L’Afrique du Sud a connu une progression des volumes mais insuffisante pour conserver son rang. D’après la Naamsa, « les ventes totales de véhicules de janvier à décembre ont atteint 596 818 unités », en hausse de 15,67 % par rapport à 515 976 en 2024. « Les ventes domestiques ont représenté 408 224 unités », tandis que les exportations ont constitué le reste. Malgré cette dynamique, la production cumulée n’a pas égalé la performance marocaine.
La montée en puissance du Maroc s’explique par quinze années d’expansion rapide et des politiques publiques constantes pour attirer des investisseurs internationaux. Le pays a misé sur des incitations fiscales et des accords de libre-échange avec l’Union européenne, les États-Unis et la Chine, facilitant l’implantation d’usines de Renault en 2012 et de Stellantis en 2019. Ces investissements ont « significativement augmenté la capacité de production et la portée export » du pays, selon les autorités industrielles citées par la presse.
Le Maroc s’affirme aussi comme un pôle croissant pour l’électrique. Il a lancé en 2021 la fabrication du premier véhicule électrique local, l’Opel Rocks-e de la marque Opel, tandis que l’Afrique du Sud n’a pas encore assemblé de modèle 100 % électrique. Le constructeur marocain Neo Motors prévoit de démarrer la production du Dial‑E, premier EV entièrement conçu et développé sur place, en janvier 2026. Parallèlement, Tesla a choisi le Maroc comme premier marché africain pour une présence officielle, un signal supplémentaire envoyé aux chaînes d’approvisionnement internationales.

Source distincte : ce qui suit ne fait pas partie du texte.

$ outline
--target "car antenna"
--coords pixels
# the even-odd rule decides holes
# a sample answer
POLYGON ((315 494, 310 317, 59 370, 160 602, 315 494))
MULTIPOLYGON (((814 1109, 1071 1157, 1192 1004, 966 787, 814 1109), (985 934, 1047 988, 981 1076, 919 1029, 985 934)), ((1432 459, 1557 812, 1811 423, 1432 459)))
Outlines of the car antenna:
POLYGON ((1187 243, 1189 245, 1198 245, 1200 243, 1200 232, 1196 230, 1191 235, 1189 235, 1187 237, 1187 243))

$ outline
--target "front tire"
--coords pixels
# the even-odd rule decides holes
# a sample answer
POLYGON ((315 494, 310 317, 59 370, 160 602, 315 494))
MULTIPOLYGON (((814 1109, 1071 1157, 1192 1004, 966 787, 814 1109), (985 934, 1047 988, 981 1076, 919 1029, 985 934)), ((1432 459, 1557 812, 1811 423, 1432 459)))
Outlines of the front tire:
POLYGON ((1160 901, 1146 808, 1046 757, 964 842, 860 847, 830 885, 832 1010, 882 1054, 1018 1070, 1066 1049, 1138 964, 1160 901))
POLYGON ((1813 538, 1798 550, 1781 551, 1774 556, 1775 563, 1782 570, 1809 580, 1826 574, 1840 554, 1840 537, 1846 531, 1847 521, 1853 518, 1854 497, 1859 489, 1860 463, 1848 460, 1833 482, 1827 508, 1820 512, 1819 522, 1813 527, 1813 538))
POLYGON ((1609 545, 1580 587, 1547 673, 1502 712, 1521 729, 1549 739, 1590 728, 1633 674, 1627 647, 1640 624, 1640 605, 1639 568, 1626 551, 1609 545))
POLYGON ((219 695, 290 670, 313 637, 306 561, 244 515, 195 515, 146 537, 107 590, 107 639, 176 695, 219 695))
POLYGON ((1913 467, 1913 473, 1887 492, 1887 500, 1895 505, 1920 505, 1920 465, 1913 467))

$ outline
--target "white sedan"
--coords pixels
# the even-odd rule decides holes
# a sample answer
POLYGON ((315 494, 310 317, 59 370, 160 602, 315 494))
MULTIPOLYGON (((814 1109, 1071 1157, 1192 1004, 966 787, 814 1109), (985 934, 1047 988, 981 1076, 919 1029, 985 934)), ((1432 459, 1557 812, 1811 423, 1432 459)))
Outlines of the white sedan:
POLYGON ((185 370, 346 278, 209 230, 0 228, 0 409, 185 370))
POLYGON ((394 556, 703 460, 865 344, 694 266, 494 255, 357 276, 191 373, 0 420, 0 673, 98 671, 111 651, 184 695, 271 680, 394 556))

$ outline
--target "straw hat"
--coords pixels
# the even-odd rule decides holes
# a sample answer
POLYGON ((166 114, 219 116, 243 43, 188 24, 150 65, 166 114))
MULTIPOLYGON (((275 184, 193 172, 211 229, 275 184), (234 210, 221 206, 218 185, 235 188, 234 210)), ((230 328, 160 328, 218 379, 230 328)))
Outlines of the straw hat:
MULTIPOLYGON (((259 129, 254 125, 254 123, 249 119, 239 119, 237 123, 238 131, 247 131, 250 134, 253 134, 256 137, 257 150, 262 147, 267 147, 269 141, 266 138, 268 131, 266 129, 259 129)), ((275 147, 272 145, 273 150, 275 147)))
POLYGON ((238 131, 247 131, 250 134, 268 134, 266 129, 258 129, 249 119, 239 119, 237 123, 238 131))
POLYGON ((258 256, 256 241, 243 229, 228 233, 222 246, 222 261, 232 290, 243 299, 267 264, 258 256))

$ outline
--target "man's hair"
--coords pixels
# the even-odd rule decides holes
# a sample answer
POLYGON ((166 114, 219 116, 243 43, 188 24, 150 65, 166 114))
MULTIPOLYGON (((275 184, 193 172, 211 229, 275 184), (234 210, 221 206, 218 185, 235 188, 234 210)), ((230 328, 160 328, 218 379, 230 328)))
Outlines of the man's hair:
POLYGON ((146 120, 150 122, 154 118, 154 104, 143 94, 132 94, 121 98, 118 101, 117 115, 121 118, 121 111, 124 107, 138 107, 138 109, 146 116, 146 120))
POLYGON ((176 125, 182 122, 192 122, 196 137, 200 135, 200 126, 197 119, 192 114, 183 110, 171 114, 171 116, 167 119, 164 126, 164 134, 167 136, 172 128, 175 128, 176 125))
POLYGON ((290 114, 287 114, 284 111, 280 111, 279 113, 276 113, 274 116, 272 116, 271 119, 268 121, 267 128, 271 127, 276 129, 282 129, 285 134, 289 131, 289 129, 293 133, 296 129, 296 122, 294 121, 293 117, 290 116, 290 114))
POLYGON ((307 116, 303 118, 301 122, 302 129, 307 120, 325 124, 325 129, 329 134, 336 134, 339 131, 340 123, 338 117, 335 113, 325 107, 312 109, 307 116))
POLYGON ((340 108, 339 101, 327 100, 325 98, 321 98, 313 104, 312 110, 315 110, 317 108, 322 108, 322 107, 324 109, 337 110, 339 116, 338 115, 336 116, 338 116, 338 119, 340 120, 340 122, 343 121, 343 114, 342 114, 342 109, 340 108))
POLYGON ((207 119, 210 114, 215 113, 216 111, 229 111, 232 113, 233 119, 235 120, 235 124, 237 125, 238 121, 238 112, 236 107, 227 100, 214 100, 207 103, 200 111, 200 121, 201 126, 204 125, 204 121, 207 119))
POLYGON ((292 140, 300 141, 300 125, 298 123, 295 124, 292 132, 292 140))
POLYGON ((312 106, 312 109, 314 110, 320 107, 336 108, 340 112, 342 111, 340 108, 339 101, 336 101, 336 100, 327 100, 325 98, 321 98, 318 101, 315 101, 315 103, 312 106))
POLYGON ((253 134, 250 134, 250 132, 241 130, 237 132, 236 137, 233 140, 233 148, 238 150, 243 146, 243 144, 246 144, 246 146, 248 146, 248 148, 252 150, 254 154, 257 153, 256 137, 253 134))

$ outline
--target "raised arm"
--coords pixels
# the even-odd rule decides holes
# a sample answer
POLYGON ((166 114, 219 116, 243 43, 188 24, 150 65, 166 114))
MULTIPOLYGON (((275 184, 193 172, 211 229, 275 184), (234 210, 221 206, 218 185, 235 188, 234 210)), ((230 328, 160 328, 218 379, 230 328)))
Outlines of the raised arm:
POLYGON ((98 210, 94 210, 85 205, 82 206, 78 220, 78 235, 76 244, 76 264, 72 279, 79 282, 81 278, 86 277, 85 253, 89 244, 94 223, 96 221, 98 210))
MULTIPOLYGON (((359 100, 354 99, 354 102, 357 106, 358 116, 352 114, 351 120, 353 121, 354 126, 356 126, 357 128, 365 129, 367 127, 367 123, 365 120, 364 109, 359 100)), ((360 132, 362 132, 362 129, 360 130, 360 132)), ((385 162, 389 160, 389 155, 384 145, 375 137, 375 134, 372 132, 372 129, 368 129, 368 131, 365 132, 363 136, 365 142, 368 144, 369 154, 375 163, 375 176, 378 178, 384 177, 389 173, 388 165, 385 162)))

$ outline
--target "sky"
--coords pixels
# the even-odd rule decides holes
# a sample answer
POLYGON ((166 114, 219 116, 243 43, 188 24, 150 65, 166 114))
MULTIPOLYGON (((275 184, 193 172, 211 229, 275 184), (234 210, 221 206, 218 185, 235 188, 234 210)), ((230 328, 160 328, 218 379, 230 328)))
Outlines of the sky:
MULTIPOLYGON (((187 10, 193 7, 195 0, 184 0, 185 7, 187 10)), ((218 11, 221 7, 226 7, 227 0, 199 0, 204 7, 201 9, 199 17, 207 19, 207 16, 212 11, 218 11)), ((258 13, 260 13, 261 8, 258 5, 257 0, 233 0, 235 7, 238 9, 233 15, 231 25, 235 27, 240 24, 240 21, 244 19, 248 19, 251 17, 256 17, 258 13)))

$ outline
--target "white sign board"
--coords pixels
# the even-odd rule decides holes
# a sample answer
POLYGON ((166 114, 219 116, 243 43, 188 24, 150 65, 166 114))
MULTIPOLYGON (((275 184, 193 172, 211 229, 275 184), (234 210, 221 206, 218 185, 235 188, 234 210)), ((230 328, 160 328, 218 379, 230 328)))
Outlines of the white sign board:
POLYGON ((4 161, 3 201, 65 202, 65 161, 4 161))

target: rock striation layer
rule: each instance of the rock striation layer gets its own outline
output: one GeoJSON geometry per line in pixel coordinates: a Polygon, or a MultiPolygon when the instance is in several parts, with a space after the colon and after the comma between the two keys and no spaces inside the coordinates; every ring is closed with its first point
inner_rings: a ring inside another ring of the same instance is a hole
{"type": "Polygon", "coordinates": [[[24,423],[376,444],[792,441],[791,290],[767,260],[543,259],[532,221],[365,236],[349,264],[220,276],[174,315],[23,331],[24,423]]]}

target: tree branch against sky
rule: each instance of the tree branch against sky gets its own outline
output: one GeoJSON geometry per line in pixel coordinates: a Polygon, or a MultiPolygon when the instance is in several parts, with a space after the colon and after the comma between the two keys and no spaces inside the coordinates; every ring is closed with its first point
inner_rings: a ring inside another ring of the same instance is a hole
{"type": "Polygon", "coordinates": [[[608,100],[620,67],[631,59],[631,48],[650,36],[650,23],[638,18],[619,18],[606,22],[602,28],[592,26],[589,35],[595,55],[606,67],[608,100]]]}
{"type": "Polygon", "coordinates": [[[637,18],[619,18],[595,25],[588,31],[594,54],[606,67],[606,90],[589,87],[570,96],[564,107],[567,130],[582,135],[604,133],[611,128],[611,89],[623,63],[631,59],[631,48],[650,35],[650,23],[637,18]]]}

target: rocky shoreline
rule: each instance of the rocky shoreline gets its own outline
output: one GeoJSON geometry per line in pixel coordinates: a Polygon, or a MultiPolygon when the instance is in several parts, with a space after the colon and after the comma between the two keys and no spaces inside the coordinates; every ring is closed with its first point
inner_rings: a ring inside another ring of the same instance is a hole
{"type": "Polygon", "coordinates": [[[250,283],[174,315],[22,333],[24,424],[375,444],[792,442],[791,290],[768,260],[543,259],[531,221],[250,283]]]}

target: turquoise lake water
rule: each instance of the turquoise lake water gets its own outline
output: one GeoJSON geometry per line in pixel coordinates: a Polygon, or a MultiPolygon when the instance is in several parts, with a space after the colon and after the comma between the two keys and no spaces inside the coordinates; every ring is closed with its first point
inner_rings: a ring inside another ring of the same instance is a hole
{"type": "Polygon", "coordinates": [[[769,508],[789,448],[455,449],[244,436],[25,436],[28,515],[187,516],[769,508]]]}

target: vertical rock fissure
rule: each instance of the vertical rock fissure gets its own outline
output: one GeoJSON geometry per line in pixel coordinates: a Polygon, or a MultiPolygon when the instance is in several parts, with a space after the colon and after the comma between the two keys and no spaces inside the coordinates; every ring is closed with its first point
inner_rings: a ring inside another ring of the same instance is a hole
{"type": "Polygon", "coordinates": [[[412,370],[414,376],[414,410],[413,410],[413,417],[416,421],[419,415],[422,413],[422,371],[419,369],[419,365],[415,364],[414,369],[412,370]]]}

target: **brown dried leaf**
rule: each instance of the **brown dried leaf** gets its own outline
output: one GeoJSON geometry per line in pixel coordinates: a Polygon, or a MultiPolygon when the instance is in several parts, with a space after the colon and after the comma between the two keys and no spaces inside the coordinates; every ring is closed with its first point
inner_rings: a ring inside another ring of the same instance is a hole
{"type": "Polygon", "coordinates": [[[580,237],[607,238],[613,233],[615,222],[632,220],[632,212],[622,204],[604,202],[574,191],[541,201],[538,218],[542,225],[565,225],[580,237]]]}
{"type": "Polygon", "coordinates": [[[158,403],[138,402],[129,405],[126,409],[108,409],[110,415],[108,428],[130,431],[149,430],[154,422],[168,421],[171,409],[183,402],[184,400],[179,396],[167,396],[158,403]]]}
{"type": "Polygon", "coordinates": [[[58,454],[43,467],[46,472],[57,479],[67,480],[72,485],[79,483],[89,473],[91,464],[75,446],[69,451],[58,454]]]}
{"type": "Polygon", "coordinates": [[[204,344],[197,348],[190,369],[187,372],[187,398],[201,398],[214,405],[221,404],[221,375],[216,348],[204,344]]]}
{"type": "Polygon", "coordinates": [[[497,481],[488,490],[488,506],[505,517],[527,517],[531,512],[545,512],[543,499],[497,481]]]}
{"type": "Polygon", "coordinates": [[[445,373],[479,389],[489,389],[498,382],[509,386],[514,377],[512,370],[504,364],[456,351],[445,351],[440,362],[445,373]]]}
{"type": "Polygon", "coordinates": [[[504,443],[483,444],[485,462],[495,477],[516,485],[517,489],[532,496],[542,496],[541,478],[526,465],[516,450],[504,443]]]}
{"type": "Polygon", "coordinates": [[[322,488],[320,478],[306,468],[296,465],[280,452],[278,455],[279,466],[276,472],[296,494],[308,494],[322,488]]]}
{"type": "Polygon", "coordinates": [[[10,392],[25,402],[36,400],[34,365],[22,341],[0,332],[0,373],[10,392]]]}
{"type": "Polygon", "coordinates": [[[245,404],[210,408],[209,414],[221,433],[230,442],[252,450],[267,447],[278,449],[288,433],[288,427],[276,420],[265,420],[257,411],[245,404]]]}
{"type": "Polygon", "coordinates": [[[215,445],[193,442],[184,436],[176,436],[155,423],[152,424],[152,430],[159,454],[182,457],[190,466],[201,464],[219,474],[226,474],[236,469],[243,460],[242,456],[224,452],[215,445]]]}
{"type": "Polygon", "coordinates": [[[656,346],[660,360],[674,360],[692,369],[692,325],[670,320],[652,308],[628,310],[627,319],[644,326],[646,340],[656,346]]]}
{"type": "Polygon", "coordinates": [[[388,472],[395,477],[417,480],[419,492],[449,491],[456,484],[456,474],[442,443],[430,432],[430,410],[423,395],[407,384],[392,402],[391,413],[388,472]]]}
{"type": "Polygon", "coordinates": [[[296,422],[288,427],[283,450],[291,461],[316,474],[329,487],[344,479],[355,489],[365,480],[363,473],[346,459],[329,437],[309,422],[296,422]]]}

Les relations commerciales et la géopolitique ont pesé sur l’auto sud-africaine. Des tensions diplomatiques avec les États-Unis et des pays européens ont alimenté des « incertitudes sur l’accès au marché, les préférences commerciales et le sentiment des investisseurs », un point sensible alors que l’UE et les États-Unis demeurent des destinations clés pour les véhicules assemblés en Afrique du Sud. Sans mesures restrictives formelles, ce climat s’ajoute à des contraintes internes déjà lourdes.
L’énergie constitue un avantage compétitif marquant pour le Maroc. Le pays a fortement investi dans les renouvelables, ce qui assure une électricité plus « propre et progressivement plus abordable ». Même si environ « 70 % de la production électrique » reste issue des fossiles, cette part diminue. À l’inverse, l’Afrique du Sud dépend encore à « 80–85 % » des combustibles fossiles pour produire son électricité, selon Eskom. Les épisodes prolongés de délestage ont « perturbé la production industrielle » et augmenté les coûts d’exploitation, en raison d’une plus forte dépendance aux sources de secours.
Sur le plan industriel, Pretoria a tardé à activer des incitations ciblées pour les véhicules à nouvelles énergies. Une « déduction fiscale de 150 % » pour les entreprises qui modernisent leurs sites d’assemblage EV doit entrer en vigueur le 1er mars 2026. Côté demande, les véhicules 100 % électriques restent « relativement coûteux » et l’« incertitude sur la fiabilité du réseau » freine l’adoption. Les ventes d’hybrides progressent, mais demeurent « sous les 5 % du total ».
L’ascension du Maroc met en lumière une recomposition des équilibres africains autour de la production automobile. Les pays qui combinent stabilité des relations commerciales, politiques industrielles cohérentes et approvisionnement énergétique fiable semblent mieux placés pour « gagner des parts dans la fabrication mondiale de véhicules ».